Japan is the world’s second-highest user per capita of plastic packaging, according to the United Nations Environment Program. It is also the host of this year’s G20 Summit, which begins Friday (June 28). Japan hopes at the meeting to showcase its efforts to deal with its plastic problem, symbolized by plans to make the 2020 Tokyo Olympic medals from recycled plastic. But experts say the country can’t recycle its way out of this mess, according to the Associated Press. It has to cut down on the demand for plastic in the first place.
Japan is notorious for wrapping nearly everything in plastic. Vegetables and fruits, in particular, are often individually-wrapped in stores. Several stories have focused on the nation’s habit, given the ongoing summit. And that’s great, in a way: It shows how far the global conversation has progressed on plastic-as-self-imposed-disaster.
But of course, Japan is hardly the only country where plastic-encased vegetables can be found in stores. The United States, in fact, uses more plastic packaging per person than Japan.
Ten years ago, when the US last hosted the G20 summit in Pittsburgh, Pennsylvania, the US’s plastic use was just beginning to draw scrutiny. Recycling was still seen, more or less, as a decent approach to our ever-swelling piles of waste—despite the fact that the US was shipping much of its plastic to China, and that recycling merely slows plastic’s march to an ocean or landfill. The age of plastic-bag bans was still a few years off.

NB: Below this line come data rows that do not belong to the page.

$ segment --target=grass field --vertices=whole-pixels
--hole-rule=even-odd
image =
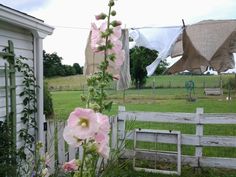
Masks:
[[[228,77],[231,76],[222,76],[223,82],[226,82]],[[76,78],[76,77],[75,77]],[[156,84],[159,83],[159,87],[155,89],[129,89],[125,92],[123,91],[115,91],[108,90],[109,99],[113,100],[113,107],[111,112],[106,113],[108,115],[115,115],[118,111],[118,105],[124,105],[126,110],[128,111],[155,111],[155,112],[195,112],[196,108],[202,107],[204,108],[204,112],[207,113],[236,113],[236,94],[235,91],[231,91],[232,100],[227,101],[226,97],[228,95],[228,90],[224,89],[224,94],[222,96],[205,96],[203,93],[203,88],[201,85],[207,83],[207,86],[217,87],[219,84],[219,76],[205,76],[205,77],[195,77],[195,76],[163,76],[161,79],[158,76],[149,78],[147,87],[152,87],[153,82]],[[65,79],[65,78],[64,78]],[[77,78],[76,78],[77,79]],[[75,107],[84,107],[85,104],[81,102],[81,95],[86,94],[84,89],[75,89],[78,83],[72,78],[67,77],[66,82],[64,83],[63,79],[60,78],[47,80],[49,82],[49,86],[55,84],[60,89],[52,89],[52,90],[64,90],[70,88],[68,90],[80,90],[80,91],[54,91],[51,92],[54,104],[55,118],[60,120],[66,120],[69,113],[73,111]],[[171,79],[171,82],[169,81]],[[194,80],[195,84],[199,83],[199,87],[196,86],[194,90],[193,97],[196,99],[194,102],[188,102],[187,92],[182,84],[184,84],[185,80]],[[161,84],[161,80],[163,81]],[[60,83],[61,82],[61,83]],[[70,84],[72,83],[73,84]],[[80,85],[83,85],[80,81]],[[53,83],[53,84],[52,84]],[[170,84],[171,83],[171,84]],[[175,87],[173,85],[175,83]],[[148,86],[149,84],[149,86]],[[177,86],[179,84],[179,86]],[[72,87],[73,85],[73,87]],[[163,86],[161,86],[163,85]],[[84,87],[84,86],[82,86]],[[73,88],[73,89],[72,89]],[[84,87],[85,88],[85,87]],[[66,89],[67,90],[67,89]],[[153,124],[152,122],[146,123],[135,123],[135,128],[151,128],[151,129],[176,129],[181,130],[182,133],[194,134],[195,127],[191,125],[174,125],[174,124]],[[230,125],[228,127],[222,125],[212,126],[204,126],[204,134],[206,135],[232,135],[236,136],[236,127],[234,125]],[[131,145],[132,146],[132,145]],[[143,146],[143,145],[142,145]],[[148,144],[147,146],[150,146]],[[170,146],[168,146],[170,148]],[[184,154],[193,154],[194,147],[182,147]],[[235,148],[204,148],[204,155],[207,156],[222,156],[222,157],[236,157],[236,149]],[[115,174],[115,175],[114,175]],[[120,176],[120,177],[167,177],[168,175],[160,175],[160,174],[149,174],[144,172],[135,172],[131,167],[127,166],[126,168],[120,170],[115,168],[112,170],[112,174],[108,176]],[[193,173],[193,169],[191,167],[184,167],[183,173],[181,177],[236,177],[236,172],[233,170],[223,170],[223,169],[203,169],[203,172]]]
[[[227,83],[229,78],[235,78],[234,74],[227,75],[161,75],[152,76],[147,79],[145,87],[156,88],[183,88],[185,82],[193,80],[195,87],[219,87]],[[83,75],[56,77],[46,79],[51,91],[84,90],[86,89],[86,77]],[[116,83],[110,85],[114,89]]]
[[[195,112],[196,108],[203,107],[207,113],[236,112],[235,94],[231,101],[227,101],[227,93],[223,96],[204,96],[203,89],[196,89],[193,95],[196,101],[188,102],[184,89],[156,89],[154,93],[151,89],[128,90],[125,99],[122,91],[108,92],[109,98],[114,102],[109,115],[117,114],[118,105],[124,105],[129,111]],[[58,91],[51,94],[57,119],[65,120],[75,107],[85,106],[80,99],[83,91]]]

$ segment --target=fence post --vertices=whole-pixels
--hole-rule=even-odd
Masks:
[[[112,117],[111,120],[111,148],[117,149],[117,119],[118,117]]]
[[[57,141],[58,141],[58,164],[62,165],[65,162],[65,141],[63,138],[63,131],[65,122],[57,122]]]
[[[196,136],[198,137],[198,145],[195,147],[195,157],[198,161],[197,168],[200,168],[200,158],[202,157],[202,146],[201,146],[201,137],[203,136],[203,124],[201,123],[201,119],[203,116],[203,108],[196,109]]]
[[[50,158],[49,161],[49,173],[54,174],[55,172],[55,136],[54,136],[54,121],[48,121],[48,129],[47,129],[47,151]]]
[[[125,106],[119,106],[118,107],[118,112],[124,112],[125,111]],[[119,121],[119,117],[117,118],[117,139],[118,139],[118,147],[121,149],[124,149],[125,147],[125,120]],[[120,141],[120,139],[123,140]],[[121,144],[123,143],[123,144]]]

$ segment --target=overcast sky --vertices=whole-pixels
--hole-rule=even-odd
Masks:
[[[123,27],[161,27],[193,24],[207,19],[236,19],[235,0],[118,0],[115,19]],[[0,0],[1,4],[54,26],[44,50],[57,52],[64,64],[84,65],[84,51],[94,15],[107,11],[108,0]]]

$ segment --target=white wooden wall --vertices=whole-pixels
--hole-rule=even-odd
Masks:
[[[11,40],[14,44],[14,52],[16,57],[23,56],[28,58],[27,63],[34,68],[34,39],[32,34],[23,28],[10,25],[6,22],[0,21],[0,50],[8,46],[8,40]],[[4,69],[6,60],[0,58],[0,69]],[[22,80],[21,74],[16,73],[16,104],[17,104],[17,129],[18,132],[22,128],[20,121],[21,111],[23,109],[22,98],[19,96],[22,91]],[[5,77],[3,74],[0,75],[0,86],[5,85]],[[5,91],[0,90],[0,121],[3,121],[6,116],[5,109]],[[34,130],[32,130],[33,132]],[[17,136],[17,145],[21,145],[20,139]]]

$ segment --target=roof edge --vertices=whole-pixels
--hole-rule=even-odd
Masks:
[[[40,20],[18,10],[12,9],[10,7],[4,6],[2,4],[0,4],[0,20],[33,31],[39,31],[46,35],[51,35],[54,30],[54,27],[45,24],[43,20]]]

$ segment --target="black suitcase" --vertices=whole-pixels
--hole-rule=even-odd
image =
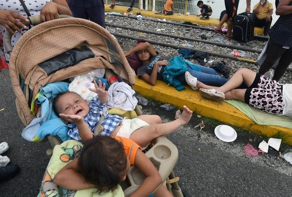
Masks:
[[[253,38],[255,16],[245,12],[237,15],[233,19],[233,39],[246,42]]]

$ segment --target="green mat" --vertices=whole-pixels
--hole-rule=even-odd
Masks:
[[[224,101],[238,109],[258,124],[279,126],[292,129],[292,118],[291,118],[268,114],[236,100],[226,100]]]

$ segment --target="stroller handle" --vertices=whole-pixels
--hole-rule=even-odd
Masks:
[[[72,17],[72,16],[64,14],[58,14],[58,18],[70,18]],[[24,22],[23,21],[21,21],[25,25],[37,25],[42,23],[41,21],[40,15],[29,16],[28,19],[29,20],[28,22]],[[10,55],[12,49],[13,48],[11,44],[12,36],[12,35],[10,34],[8,31],[5,31],[5,33],[4,33],[4,35],[3,36],[3,45],[5,48],[5,50],[6,51],[7,51],[7,53],[9,56]]]

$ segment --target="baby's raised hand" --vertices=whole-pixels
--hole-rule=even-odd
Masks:
[[[96,93],[98,96],[106,96],[107,95],[107,91],[105,90],[105,83],[102,84],[101,80],[98,80],[98,84],[97,83],[97,81],[95,80],[94,81],[95,83],[95,88],[91,87],[89,88],[89,90]]]
[[[69,122],[74,122],[77,124],[82,122],[83,120],[83,117],[78,115],[69,115],[64,114],[60,114],[59,115],[60,117],[63,118]]]

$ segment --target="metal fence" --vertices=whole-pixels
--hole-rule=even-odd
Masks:
[[[197,6],[196,4],[198,0],[174,0],[174,7],[178,9],[176,13],[182,14],[190,13],[190,15],[195,15],[200,13],[200,9]],[[118,5],[129,6],[131,3],[131,0],[116,0],[115,4]],[[136,0],[135,7],[151,11],[162,11],[163,9],[163,5],[165,3],[166,0]],[[213,13],[211,17],[219,18],[221,12],[225,9],[225,5],[224,0],[205,0],[204,3],[209,5],[213,10]],[[259,0],[251,0],[251,11],[252,11],[253,6],[256,3],[259,2]],[[245,11],[246,7],[245,0],[240,0],[237,13],[240,13]],[[274,5],[274,13],[273,14],[273,21],[272,24],[275,23],[278,20],[279,16],[275,13],[276,6],[275,0],[270,0],[270,2]],[[111,0],[105,0],[105,3],[111,4]]]

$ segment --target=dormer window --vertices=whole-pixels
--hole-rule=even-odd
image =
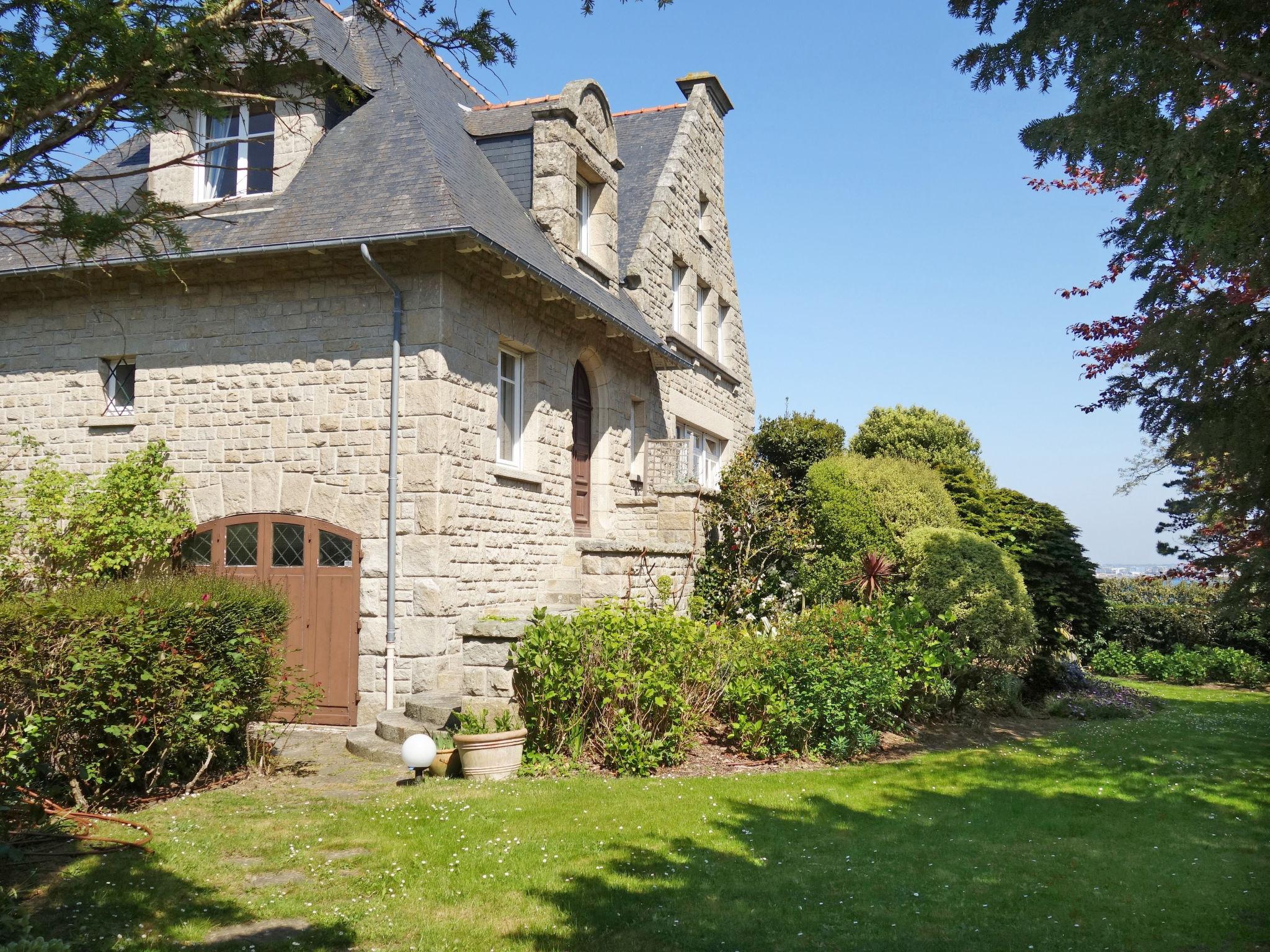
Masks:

A decade later, not far from that Pittsburgh G20 Summit, US energy giant Shell is preparing to enter the ethane-cracking market. Shell is setting up a sprawling complex in Appalachia to turn ethane, a byproduct of natural gas, into even more plastic. Despite the glut of forever-materials now stuck in the US—because China has now decided to stop taking the stuff—the US is finding new ways to make brand-new batches of it.

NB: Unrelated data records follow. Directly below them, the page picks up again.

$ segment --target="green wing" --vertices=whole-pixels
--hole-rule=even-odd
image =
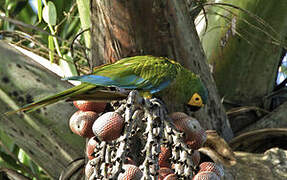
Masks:
[[[181,66],[167,58],[135,56],[95,69],[93,74],[67,78],[98,86],[115,86],[156,93],[167,87]]]

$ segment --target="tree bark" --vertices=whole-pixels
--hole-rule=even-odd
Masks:
[[[208,28],[202,44],[221,97],[230,107],[269,109],[278,63],[287,34],[285,0],[228,1],[208,7]]]
[[[287,128],[287,102],[283,103],[270,114],[244,128],[240,133],[263,128]]]
[[[151,54],[173,58],[200,74],[209,102],[194,115],[206,129],[216,129],[231,139],[232,131],[185,2],[94,0],[92,38],[94,65]]]
[[[235,152],[237,164],[224,168],[226,180],[286,179],[286,155],[283,149],[272,148],[263,154]]]
[[[71,85],[1,41],[0,55],[0,128],[57,179],[69,162],[84,156],[84,139],[72,134],[68,126],[75,108],[57,103],[28,114],[4,113]]]

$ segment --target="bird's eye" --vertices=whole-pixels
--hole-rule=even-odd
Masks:
[[[198,93],[194,93],[192,95],[192,97],[190,98],[188,104],[190,106],[202,107],[203,106],[203,102],[202,102],[201,96]]]

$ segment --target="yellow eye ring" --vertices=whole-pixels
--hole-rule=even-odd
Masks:
[[[201,96],[198,93],[194,93],[190,100],[188,101],[188,104],[191,106],[197,106],[197,107],[203,107],[204,104],[202,103]]]

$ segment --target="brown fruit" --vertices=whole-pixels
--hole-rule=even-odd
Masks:
[[[69,125],[71,130],[82,137],[90,138],[94,136],[92,126],[98,114],[93,111],[77,111],[70,118]]]
[[[220,180],[220,177],[213,172],[198,172],[192,180]]]
[[[88,159],[92,160],[95,157],[93,156],[94,152],[95,152],[95,148],[97,146],[98,142],[96,140],[96,136],[93,136],[89,139],[87,145],[86,145],[86,155],[88,157]]]
[[[112,141],[120,137],[124,119],[116,112],[101,115],[93,124],[94,134],[102,141]]]
[[[138,180],[142,177],[142,171],[134,165],[124,164],[124,172],[118,177],[118,180]]]
[[[200,162],[200,153],[197,150],[194,150],[192,155],[191,155],[191,160],[193,162],[194,166],[198,166],[199,162]]]
[[[92,165],[91,161],[88,161],[88,163],[85,166],[85,175],[86,178],[89,179],[91,175],[94,173],[95,167]]]
[[[213,162],[203,162],[199,165],[199,172],[210,172],[215,173],[219,179],[224,175],[224,171],[221,165],[213,163]]]
[[[169,174],[163,180],[177,180],[177,175]]]
[[[101,113],[105,110],[107,103],[93,101],[73,101],[74,106],[82,111],[95,111]]]
[[[167,167],[162,167],[158,170],[158,174],[159,174],[158,179],[163,180],[167,175],[173,174],[173,173],[174,172],[172,169],[167,168]]]
[[[159,167],[170,167],[171,149],[165,146],[160,147],[158,156]]]

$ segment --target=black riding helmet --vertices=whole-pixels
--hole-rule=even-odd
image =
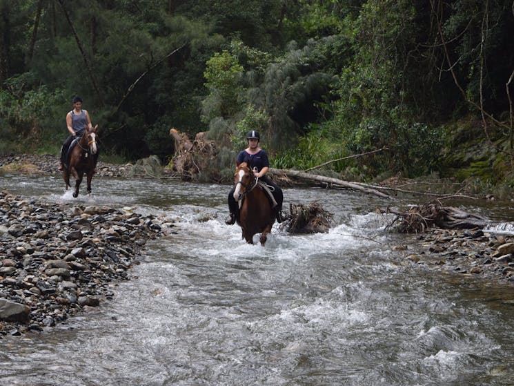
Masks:
[[[259,141],[261,140],[261,136],[259,135],[259,132],[253,130],[252,131],[248,131],[248,133],[246,135],[246,139],[257,139]]]

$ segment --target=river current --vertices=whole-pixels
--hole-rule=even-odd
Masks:
[[[226,185],[95,177],[73,199],[63,184],[0,176],[15,194],[162,216],[176,234],[147,244],[112,300],[0,339],[1,385],[514,384],[512,287],[406,261],[393,247],[414,236],[384,230],[384,199],[285,189],[284,209],[318,202],[333,226],[275,224],[263,247],[224,224]]]

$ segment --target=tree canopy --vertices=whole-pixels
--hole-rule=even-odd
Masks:
[[[79,95],[128,160],[165,160],[175,127],[207,131],[229,168],[258,128],[276,167],[386,147],[330,167],[415,176],[471,116],[514,170],[512,0],[0,0],[0,153],[55,151]]]

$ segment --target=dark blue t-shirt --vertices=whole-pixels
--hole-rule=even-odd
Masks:
[[[261,149],[255,154],[250,154],[246,150],[241,151],[237,155],[237,162],[246,162],[251,165],[252,168],[257,168],[257,171],[264,167],[270,166],[270,160],[268,159],[268,153]]]

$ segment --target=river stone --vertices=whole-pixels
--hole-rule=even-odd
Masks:
[[[43,295],[46,295],[48,293],[53,293],[56,291],[55,287],[52,287],[50,284],[41,280],[39,280],[39,282],[37,282],[37,283],[36,283],[36,287],[39,289],[39,291],[41,291],[41,293],[43,293]]]
[[[3,259],[1,264],[1,267],[16,267],[16,262],[12,259]]]
[[[87,268],[84,264],[76,261],[70,261],[68,265],[72,271],[86,271]]]
[[[10,275],[13,272],[16,271],[16,268],[14,267],[0,267],[0,275]]]
[[[46,262],[46,268],[63,268],[64,269],[68,269],[69,266],[64,260],[48,260]]]
[[[66,235],[66,240],[68,241],[72,241],[76,240],[82,240],[82,232],[80,231],[74,231],[70,232]]]
[[[496,258],[495,260],[496,261],[496,262],[502,264],[511,262],[513,260],[512,254],[509,253],[508,255],[500,256],[499,258]]]
[[[63,278],[70,277],[70,270],[64,268],[50,268],[45,270],[45,273],[49,276],[62,276]]]
[[[30,315],[30,309],[28,306],[6,299],[0,299],[0,319],[25,322],[28,320]]]
[[[75,283],[68,280],[63,280],[61,282],[61,287],[63,289],[77,289],[77,288],[78,287],[78,286]]]
[[[79,296],[79,305],[82,307],[97,307],[100,305],[100,300],[90,296]]]
[[[86,257],[86,251],[82,247],[75,248],[72,250],[71,254],[80,259]]]
[[[508,255],[509,253],[514,253],[514,242],[507,242],[506,244],[502,244],[495,253],[495,256],[502,256],[504,255]]]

It’s possible that there are fewer plastic-cloaked apples in US supermarkets than in Japan. But overall, there are more similarities than differences in the two countries’ approaches to plastic waste. Just last summer, Japan chose not to sign a G7 ocean plastics charter. The United States was the only other G7 country not to sign.

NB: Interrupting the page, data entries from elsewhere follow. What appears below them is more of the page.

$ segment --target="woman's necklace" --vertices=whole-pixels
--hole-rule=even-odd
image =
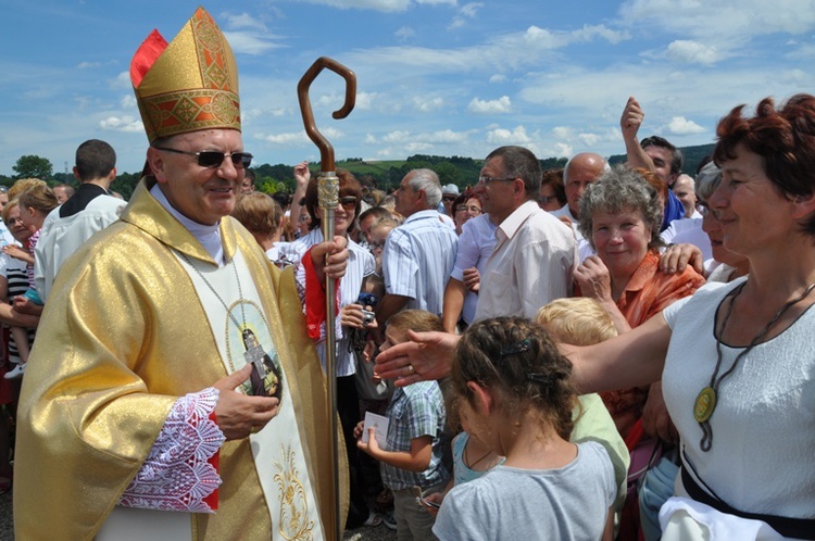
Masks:
[[[790,307],[794,306],[799,302],[806,299],[806,295],[810,294],[810,292],[815,289],[815,282],[807,286],[806,289],[804,289],[804,292],[801,293],[795,299],[792,299],[791,301],[788,301],[783,304],[783,306],[780,307],[778,312],[775,313],[773,318],[769,320],[766,327],[762,329],[761,332],[758,332],[755,338],[753,338],[750,341],[750,344],[744,348],[738,355],[736,355],[736,358],[732,362],[732,365],[730,368],[722,374],[718,375],[718,370],[722,367],[722,337],[725,334],[725,327],[727,327],[727,322],[730,319],[730,313],[732,312],[732,306],[736,304],[736,299],[741,294],[741,291],[744,289],[744,285],[747,281],[742,282],[734,292],[729,293],[728,297],[730,297],[730,304],[727,307],[727,313],[725,314],[724,319],[722,319],[722,327],[719,328],[718,332],[716,334],[716,369],[713,370],[713,375],[711,376],[711,383],[702,389],[699,392],[699,395],[697,395],[697,401],[693,404],[693,418],[697,419],[697,423],[699,423],[699,426],[702,428],[702,441],[699,442],[699,446],[702,451],[707,452],[711,450],[711,446],[713,445],[713,428],[711,427],[711,416],[713,415],[713,411],[716,408],[716,400],[718,398],[718,388],[722,385],[722,381],[734,373],[738,364],[741,362],[741,360],[750,353],[750,351],[761,342],[764,337],[769,332],[769,329],[773,328],[773,326],[778,323],[778,319],[781,318],[781,316],[787,312]]]
[[[196,274],[198,275],[198,277],[201,278],[201,280],[203,280],[204,284],[206,284],[206,287],[210,288],[210,291],[212,291],[212,293],[215,295],[215,299],[217,299],[218,301],[221,301],[221,304],[224,305],[224,310],[226,310],[226,315],[229,316],[229,318],[233,320],[233,323],[235,323],[235,326],[238,327],[238,330],[242,331],[243,328],[247,326],[247,315],[243,312],[243,303],[242,302],[240,303],[240,317],[241,317],[241,319],[243,319],[243,324],[241,325],[240,322],[238,322],[238,319],[235,318],[235,315],[231,313],[231,311],[229,310],[229,306],[226,304],[226,302],[224,302],[224,300],[221,298],[221,295],[218,294],[217,290],[212,286],[212,284],[210,284],[210,280],[208,280],[204,277],[203,273],[201,270],[199,270],[199,268],[196,265],[193,265],[192,262],[189,261],[189,257],[187,257],[184,253],[178,252],[178,255],[180,255],[181,259],[187,263],[187,265],[189,265],[189,267],[192,268],[192,270],[196,272]],[[229,262],[229,265],[231,265],[233,269],[235,270],[235,281],[238,282],[238,298],[239,298],[240,301],[242,301],[243,300],[243,291],[240,288],[240,276],[238,276],[238,267],[235,264],[235,257],[234,256],[233,256],[233,261]]]

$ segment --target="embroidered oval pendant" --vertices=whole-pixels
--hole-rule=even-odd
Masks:
[[[716,391],[711,387],[705,387],[699,392],[697,402],[693,404],[693,417],[697,423],[704,423],[713,415],[716,408]]]

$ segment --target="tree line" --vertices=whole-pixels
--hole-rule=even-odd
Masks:
[[[713,152],[713,144],[701,144],[695,147],[684,147],[685,154],[684,172],[694,176],[697,166],[705,155]],[[612,164],[623,163],[626,158],[624,154],[609,158]],[[543,171],[550,168],[560,168],[566,165],[565,158],[547,158],[540,160]],[[390,191],[399,186],[404,175],[409,171],[427,167],[439,175],[442,185],[454,184],[464,189],[467,186],[474,186],[478,181],[478,175],[484,166],[484,160],[476,160],[465,156],[436,156],[427,154],[415,154],[402,161],[371,161],[366,162],[359,158],[349,158],[338,161],[337,167],[348,169],[361,183],[369,187],[375,187],[384,191]],[[265,193],[276,193],[278,191],[293,192],[294,178],[292,176],[292,165],[278,163],[271,165],[264,163],[252,167],[255,174],[255,187]],[[319,174],[319,164],[312,163],[309,168],[312,176]],[[38,155],[21,156],[14,166],[13,176],[0,175],[0,185],[11,186],[18,178],[41,178],[51,186],[58,184],[77,185],[76,178],[71,173],[54,173],[53,165],[48,159]],[[121,193],[125,199],[129,199],[136,185],[139,183],[141,172],[120,173],[113,181],[111,189]]]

Japan has set a goal to reduce the 10.4 million tons (9.4 million metric tonnes) of single-use plastic it produces by 25% by 2030. “We believe there is room to reduce that volume and we are now considering ways to do that,” Kentaro Doi, director of plastic waste strategy at Japan’s environment ministry, told the Agence France-Presse. The US, meanwhile, has not set any national targets for plastic.
In comparison, the EU, which collectively holds third place for most plastic packaging used per capita, passed a sweeping bill set to completely ban several categories of single-use plastics in all member states by 2021. And companies that use packaging or plastic components for their products will be required to pay for their cleanup, among other provisions in the new legislation.
Japan’s effort also includes plans to charge customers for single-use plastic bags, which would go into effect in 2020 “at the earliest,” according to Doi. Meanwhile, plastic bag bans have already proliferated globally, with several African countries leading the way. “Other countries were ahead of us,” Doi told the AFP. The US has not instituted a coast-to-coast plastic bag ban either, though some cities have individually jumped on the bandwagon.
But plastic bags, clearly, are only part of the problem.